The Cleveland Orchestra and the Cleveland Orchestra Chorus, the Cleveland Orchestra Children’s Chorus, members of the Cleveland State University Chorale, and members of the Cleveland Orchestra Youth Chorus, Robert Porco (Conductor, December 10 through 18), James Feddeck (Conductor, December 19)

The Cleveland orchestra & Chorus (© R. Mastroianni)

A long-standing tradition, the Cleveland Orchestra fills Severance Hall for these performances with concert goers of all generations- the littlest ones in their holiday dress clothes holding tightly to their grandparents' hands as they climb the stairs to the main floor. The lovely Christmas trees in the staircases and lobby are echoed by the huge ornaments hung across the top of the proscenium and the “stained glass” Christmas tree and Snowman affixed in the tiny balconies overlooking the sides of the stage.

The concert opened on a quiet note with “O Come, Emmanuel”, lights coming up from a total black-out as the bells were struck. Harmonies were tight and the chorus held its own with the full orchestra, but as they moved into “Ding, Dong! Merrily on High” and some of the other carols which utilized both chorus and orchestra, it was evident that Mr. Porco was more at home dealing with the vocal section and the instrumentalists reverted to full volume, rendering the voices lost in the mix.

The Cleveland Orchestra, one of the finest in the world, has some excellent musicians, and the string and woodwind sections were spot on this evening. Although the brass section was featured on one carol and had several solos on others, the trumpets just couldn’t seem to get it right, pinching and often hitting very loud and evident wrong notes.

Maestro Porco has a delightful way of involving the audience in the performance, explaining the history of the piece, composer or arranger, or inviting people to sing a solo line or join in the group sing alongs. He chose two rare songs, Sussex Carol in a wonderful arrangement and The Wexford Carol from Ireland. The latter featured local baritone Brian Keith Johnson, whose voice, unfortunately, wasn’t large enough to project over the orchestra, but which had Mary Kay Fink, the noted piccolo player, playing the Irish Whistle. Ms.Fink’s playing was spectacular, with a haunting, mystical sound that soared out into the hall, making a lengthy piece seem all too brief.

The first half of the concert ended with the “Hallelujah” Chorus from Handel’s Messiah, the audience jumping to its feet at the first notes, following the tradition set by Britain’s King George VI.

Part two opened with the Overture to Die Fledermaus where the strings were lovely and bright, the percussion section excelled and which featured solos by the oboe, flute and bassoon, all of which were perfection.

In a different vein was ‘Twas the Night Before Christmas, the traditional poem by Clement Moore, set to music by Randol Alan Bass.
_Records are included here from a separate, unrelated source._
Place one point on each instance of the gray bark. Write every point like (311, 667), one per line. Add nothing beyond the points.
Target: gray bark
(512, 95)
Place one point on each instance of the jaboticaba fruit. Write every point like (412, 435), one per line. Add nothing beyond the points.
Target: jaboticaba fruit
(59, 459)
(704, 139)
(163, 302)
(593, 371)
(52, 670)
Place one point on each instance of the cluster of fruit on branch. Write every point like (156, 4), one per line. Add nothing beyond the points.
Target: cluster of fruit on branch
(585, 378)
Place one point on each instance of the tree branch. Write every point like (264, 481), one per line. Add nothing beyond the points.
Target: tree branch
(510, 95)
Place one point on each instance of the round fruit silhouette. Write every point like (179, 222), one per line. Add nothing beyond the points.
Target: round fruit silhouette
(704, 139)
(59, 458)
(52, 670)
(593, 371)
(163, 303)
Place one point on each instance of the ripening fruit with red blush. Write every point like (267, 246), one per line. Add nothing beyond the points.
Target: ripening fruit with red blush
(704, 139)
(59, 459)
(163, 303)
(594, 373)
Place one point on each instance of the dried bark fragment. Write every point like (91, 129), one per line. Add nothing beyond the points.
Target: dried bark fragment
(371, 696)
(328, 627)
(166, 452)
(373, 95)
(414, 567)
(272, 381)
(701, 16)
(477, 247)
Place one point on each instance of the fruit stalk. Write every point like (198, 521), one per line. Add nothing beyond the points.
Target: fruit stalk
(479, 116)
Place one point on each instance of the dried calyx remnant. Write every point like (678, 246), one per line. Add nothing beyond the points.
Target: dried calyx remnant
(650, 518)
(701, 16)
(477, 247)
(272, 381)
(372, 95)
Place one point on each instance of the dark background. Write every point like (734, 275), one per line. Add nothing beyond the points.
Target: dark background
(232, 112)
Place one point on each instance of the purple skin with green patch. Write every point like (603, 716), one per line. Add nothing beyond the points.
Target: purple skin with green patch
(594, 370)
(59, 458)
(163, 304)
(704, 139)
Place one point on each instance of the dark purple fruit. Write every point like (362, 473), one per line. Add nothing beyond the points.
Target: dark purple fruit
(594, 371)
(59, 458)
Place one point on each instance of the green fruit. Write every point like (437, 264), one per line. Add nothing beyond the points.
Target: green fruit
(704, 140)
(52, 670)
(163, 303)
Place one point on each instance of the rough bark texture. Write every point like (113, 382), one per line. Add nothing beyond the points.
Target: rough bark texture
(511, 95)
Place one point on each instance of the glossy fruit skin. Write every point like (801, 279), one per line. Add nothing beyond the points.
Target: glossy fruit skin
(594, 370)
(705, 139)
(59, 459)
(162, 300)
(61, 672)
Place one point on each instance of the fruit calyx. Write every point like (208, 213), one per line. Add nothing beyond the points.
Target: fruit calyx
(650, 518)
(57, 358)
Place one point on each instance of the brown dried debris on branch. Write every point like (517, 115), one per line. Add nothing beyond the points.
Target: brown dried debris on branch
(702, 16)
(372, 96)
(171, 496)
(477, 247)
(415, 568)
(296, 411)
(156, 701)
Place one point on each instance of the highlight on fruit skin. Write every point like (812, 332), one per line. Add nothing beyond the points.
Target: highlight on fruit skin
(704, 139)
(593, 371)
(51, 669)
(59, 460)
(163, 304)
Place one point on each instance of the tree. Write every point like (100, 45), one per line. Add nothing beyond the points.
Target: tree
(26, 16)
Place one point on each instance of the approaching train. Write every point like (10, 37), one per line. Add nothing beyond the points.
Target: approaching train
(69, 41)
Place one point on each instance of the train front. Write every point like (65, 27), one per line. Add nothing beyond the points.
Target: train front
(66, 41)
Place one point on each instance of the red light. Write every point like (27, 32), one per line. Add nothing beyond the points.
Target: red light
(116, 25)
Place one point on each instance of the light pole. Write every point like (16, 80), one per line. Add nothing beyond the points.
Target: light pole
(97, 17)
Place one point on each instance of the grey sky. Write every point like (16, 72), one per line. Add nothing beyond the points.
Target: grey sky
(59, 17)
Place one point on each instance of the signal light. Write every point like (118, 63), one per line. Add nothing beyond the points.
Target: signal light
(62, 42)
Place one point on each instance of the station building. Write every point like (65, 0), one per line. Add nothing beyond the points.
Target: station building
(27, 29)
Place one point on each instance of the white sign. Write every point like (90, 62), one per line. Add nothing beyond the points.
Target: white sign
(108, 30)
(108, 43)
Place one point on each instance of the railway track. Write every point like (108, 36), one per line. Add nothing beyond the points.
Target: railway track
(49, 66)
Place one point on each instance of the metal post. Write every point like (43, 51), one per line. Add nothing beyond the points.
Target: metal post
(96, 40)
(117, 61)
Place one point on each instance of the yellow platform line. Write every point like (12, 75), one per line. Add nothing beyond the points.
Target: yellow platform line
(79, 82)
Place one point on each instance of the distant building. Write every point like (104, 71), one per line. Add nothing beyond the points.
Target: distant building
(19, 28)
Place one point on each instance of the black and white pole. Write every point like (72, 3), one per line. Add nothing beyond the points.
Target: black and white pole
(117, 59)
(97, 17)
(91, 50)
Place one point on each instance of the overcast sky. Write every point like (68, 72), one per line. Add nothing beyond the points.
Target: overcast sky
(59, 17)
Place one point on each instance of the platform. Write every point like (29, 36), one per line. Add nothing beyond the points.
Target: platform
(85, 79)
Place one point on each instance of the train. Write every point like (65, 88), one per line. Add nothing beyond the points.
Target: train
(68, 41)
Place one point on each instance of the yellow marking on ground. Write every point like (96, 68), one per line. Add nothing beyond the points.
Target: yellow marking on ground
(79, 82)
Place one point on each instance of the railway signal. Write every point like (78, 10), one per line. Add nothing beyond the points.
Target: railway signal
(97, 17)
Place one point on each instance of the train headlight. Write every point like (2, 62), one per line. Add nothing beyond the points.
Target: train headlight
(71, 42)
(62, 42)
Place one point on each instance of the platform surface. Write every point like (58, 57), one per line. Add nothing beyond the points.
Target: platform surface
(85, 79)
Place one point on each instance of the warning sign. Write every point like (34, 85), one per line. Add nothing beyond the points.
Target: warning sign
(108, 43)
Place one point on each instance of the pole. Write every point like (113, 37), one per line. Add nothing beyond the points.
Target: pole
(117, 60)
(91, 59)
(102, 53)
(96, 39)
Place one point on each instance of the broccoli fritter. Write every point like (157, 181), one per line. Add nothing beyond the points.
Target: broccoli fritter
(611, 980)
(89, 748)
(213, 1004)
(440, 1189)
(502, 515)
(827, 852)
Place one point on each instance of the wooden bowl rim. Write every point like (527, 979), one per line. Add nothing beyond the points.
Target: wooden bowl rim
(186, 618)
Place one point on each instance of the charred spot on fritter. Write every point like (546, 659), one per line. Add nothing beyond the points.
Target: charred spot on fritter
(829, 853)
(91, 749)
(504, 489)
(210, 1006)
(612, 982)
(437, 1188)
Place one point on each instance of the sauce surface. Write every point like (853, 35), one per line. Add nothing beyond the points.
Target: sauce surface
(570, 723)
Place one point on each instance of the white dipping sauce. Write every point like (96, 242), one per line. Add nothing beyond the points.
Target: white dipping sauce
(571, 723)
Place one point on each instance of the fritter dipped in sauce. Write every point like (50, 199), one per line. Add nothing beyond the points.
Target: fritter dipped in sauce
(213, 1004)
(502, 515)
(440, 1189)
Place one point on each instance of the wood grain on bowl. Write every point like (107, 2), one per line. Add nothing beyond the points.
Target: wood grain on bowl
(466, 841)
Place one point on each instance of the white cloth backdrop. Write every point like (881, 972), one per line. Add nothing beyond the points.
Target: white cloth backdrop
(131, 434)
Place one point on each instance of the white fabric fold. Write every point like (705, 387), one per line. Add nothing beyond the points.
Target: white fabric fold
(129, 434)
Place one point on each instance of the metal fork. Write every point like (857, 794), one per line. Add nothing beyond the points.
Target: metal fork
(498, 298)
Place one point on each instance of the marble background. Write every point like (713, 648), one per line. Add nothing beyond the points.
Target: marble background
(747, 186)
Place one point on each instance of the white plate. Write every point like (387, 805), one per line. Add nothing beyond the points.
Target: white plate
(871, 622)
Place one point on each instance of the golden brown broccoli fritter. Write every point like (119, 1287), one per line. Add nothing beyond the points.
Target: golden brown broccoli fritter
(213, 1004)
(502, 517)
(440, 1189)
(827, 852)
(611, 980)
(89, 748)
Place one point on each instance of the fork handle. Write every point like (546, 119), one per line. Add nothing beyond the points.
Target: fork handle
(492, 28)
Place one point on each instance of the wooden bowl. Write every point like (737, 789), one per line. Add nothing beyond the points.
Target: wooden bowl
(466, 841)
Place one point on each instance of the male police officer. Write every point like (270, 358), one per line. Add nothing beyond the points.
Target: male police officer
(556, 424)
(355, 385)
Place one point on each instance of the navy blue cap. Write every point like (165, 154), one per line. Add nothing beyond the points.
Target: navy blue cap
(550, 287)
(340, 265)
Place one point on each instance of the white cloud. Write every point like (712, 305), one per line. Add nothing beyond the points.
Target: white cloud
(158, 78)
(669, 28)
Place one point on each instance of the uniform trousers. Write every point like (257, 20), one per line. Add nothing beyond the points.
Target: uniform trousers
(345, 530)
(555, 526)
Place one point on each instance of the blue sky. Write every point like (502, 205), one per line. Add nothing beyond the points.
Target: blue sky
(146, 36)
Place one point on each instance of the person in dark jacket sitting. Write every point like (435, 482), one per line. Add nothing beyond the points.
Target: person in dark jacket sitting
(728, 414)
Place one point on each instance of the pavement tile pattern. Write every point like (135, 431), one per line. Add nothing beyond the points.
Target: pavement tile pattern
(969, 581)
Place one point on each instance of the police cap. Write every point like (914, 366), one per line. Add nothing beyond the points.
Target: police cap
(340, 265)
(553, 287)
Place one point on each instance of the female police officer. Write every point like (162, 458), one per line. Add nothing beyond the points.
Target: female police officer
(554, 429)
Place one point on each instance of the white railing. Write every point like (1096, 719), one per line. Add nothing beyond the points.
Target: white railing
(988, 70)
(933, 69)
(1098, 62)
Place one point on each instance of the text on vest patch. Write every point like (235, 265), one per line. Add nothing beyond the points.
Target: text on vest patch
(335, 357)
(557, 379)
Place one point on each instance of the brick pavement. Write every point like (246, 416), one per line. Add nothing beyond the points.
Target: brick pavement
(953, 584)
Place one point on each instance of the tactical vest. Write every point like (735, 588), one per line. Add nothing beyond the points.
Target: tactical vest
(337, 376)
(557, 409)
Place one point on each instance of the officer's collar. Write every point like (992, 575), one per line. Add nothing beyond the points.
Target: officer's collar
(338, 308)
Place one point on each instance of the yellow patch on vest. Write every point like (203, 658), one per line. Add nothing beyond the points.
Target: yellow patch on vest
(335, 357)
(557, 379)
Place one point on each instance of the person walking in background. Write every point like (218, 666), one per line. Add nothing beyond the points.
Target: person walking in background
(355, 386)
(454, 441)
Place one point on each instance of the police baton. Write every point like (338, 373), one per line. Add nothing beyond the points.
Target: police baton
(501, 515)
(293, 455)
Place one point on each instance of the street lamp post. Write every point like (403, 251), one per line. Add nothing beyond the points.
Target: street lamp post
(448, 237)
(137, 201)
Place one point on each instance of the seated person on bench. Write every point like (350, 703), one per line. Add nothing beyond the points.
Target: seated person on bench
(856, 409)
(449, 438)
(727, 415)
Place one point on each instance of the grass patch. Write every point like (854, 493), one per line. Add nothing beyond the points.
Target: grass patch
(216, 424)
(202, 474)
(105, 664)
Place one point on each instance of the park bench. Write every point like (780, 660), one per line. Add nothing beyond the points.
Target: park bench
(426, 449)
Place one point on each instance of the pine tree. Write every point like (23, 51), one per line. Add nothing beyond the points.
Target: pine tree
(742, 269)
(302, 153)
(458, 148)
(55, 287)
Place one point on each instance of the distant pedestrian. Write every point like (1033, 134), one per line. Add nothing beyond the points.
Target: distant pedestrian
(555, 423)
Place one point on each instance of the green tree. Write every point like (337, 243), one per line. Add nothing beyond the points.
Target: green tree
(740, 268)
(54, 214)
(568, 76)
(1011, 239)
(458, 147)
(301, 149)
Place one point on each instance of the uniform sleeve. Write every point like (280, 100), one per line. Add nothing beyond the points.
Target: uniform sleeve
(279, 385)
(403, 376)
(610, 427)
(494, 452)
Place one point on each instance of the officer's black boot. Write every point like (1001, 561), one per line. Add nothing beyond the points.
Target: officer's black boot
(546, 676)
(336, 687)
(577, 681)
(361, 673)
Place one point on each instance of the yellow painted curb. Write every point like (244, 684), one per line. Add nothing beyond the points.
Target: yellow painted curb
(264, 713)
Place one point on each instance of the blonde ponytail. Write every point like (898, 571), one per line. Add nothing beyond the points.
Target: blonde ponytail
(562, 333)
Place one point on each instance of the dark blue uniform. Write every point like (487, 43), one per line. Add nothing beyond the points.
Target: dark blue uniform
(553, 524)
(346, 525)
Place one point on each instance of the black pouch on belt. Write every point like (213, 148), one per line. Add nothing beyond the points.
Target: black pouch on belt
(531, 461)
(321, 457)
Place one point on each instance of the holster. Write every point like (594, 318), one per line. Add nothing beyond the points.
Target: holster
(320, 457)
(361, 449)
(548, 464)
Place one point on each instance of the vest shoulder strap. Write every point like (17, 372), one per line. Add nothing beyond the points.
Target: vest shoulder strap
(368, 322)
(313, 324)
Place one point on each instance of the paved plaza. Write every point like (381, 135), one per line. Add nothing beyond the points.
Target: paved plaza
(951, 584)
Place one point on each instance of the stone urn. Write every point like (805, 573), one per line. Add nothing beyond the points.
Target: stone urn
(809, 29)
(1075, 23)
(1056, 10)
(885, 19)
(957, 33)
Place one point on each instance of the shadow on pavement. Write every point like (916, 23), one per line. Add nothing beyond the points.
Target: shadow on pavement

It was narrated by Reuben and Dorothy Silver, who have had a long professional relationship with the Cleveland Orchestra, serving as co-narrators and script writers for the educational concerts among other things. This section was lovely, the Silver’s bringing the words to life and the orchestra supporting and swelling around them.

A surprise visitor interrupted the set: Santa Claus strolled down the aisle to have a chat with Maestro Porco, cracking jokes about the absent LeBron James (guess WHO will be getting a load of coal in his Christmas stocking courtesy of the Cleveland fans?!), “elf care”, Wiki Leaks, Bristol Palin and Glee, the TV show. This led into The Twelve Days of Christmas, in which audience members were invited to step to the microphone and have a solo go at singing the “five gold rings” line. Most of the intrepid souls were terrible and Mr. Porco let them know it, but two members of the North Coast Chorus did their group proud and garnered a round of applause for their efforts!

Throughout the concert, the people running the light board gave us a visual treat, washing the stage in colors of blue, red or green and projecting everything from holly leaves and bells to falling snow on walls surrounding the orchestra and chorus. It was well planned, well timed and exceptionally lovely.

It’s easy to understand why so many hands were raised when the question “How many of you have been to our Christmas Concerts before?” was asked. Severance Hall is filled for all nine of the concerts, with the Children’s Chorus also performing at two of the weekend matinees.

Well trained choruses and a world-class orchestra were just the gift I needed to put me in the holiday mood!